La question palestinienne traverse une phase cruciale, où la question des réfugiés se retrouve au cœur des préoccupations. Les craintes grandissent face à la possibilité que les événements en cours ne soient que le prélude à la concrétisation du vieux rêve israélien de déplacement forcé des Palestiniens – le « transfert » –, une menace directe pour les pays arabes voisins et potentiellement au-delà.
Depuis le lancement par Benyamin Netanyahou de sa guerre à grande échelle contre Gaza, suivie d’une escalade régionale, il est apparu évident que cette offensive visait, entre autres, à pousser les Palestiniens à l’exode, notamment ceux de Gaza. Mais jusqu’à présent, ce scénario ne s’est pas matérialisé.
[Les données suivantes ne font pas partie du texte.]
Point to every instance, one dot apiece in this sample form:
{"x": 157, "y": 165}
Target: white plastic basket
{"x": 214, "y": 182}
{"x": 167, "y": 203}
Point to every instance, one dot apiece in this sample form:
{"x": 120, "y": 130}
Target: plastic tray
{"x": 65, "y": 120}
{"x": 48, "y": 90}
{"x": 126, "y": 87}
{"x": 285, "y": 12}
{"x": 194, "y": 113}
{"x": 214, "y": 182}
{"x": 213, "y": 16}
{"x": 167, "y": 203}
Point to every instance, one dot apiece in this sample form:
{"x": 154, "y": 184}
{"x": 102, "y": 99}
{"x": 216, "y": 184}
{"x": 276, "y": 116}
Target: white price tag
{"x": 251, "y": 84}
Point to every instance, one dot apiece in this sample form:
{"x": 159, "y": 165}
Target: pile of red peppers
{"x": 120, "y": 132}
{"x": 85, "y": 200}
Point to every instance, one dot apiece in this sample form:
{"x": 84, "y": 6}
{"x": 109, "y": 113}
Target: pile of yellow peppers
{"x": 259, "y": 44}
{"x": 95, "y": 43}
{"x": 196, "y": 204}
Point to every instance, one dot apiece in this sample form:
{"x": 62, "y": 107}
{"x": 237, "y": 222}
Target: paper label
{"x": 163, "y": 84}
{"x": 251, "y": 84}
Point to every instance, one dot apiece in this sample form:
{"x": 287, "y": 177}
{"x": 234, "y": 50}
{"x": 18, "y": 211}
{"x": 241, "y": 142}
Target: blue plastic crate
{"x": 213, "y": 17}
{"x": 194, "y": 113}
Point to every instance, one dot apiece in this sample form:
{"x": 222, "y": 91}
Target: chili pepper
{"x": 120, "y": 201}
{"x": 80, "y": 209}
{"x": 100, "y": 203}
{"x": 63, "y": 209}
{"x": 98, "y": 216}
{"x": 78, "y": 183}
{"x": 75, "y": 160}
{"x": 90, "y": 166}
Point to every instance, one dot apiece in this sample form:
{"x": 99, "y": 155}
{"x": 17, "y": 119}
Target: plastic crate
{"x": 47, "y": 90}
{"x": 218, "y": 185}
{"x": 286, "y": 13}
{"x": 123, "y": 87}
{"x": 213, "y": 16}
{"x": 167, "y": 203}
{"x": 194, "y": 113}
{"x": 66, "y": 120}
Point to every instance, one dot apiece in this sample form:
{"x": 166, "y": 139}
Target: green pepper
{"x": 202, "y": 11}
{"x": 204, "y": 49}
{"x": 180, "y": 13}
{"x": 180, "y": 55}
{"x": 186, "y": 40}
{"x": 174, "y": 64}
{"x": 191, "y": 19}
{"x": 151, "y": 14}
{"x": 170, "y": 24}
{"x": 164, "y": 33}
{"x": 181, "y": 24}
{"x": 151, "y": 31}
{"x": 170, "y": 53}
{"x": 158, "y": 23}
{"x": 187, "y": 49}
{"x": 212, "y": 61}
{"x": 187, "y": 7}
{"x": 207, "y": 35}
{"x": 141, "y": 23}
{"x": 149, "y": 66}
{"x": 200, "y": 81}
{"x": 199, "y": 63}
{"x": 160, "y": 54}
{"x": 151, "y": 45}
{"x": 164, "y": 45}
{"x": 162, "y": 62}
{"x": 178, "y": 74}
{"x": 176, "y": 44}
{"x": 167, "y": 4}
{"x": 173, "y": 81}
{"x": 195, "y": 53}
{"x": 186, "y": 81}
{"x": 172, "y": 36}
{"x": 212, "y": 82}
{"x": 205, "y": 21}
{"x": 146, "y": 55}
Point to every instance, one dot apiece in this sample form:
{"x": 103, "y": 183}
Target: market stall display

Ce n'est pas la première menace existentielle pour les Palestiniens. Si la Nakba de 1948 a pris le peuple palestinien au dépourvu dans un contexte de complots arabes et internationaux, l’histoire est jalonnée de projets d’expulsion vers le Sinaï égyptien, la Jordanie, la Syrie, le Liban, l’Irak, voire le Yémen. Aujourd’hui, les pays frontaliers, en particulier l’Égypte et la Jordanie, s’opposent fermement à une telle éventualité, bénéficiant d’un soutien arabe malgré des divergences internes. Car les projets d’États palestiniens de substitution ont toujours constitué une ligne rouge, y compris pour les administrations américaines successives, soucieuses de préserver la stabilité régionale et celle de leurs alliés.
Une conjoncture différente
Cependant, le contexte actuel diffère de celui du passé.
Le monde arabe traverse l’une de ses périodes les plus fragiles, tandis que l’axe iranien, soutien majeur des factions palestiniennes, sort affaibli d’un conflit prolongé. Dans le même temps, une partie de la population palestinienne, à bout face à la situation à Gaza, semble prête à quitter l’enfer du blocus.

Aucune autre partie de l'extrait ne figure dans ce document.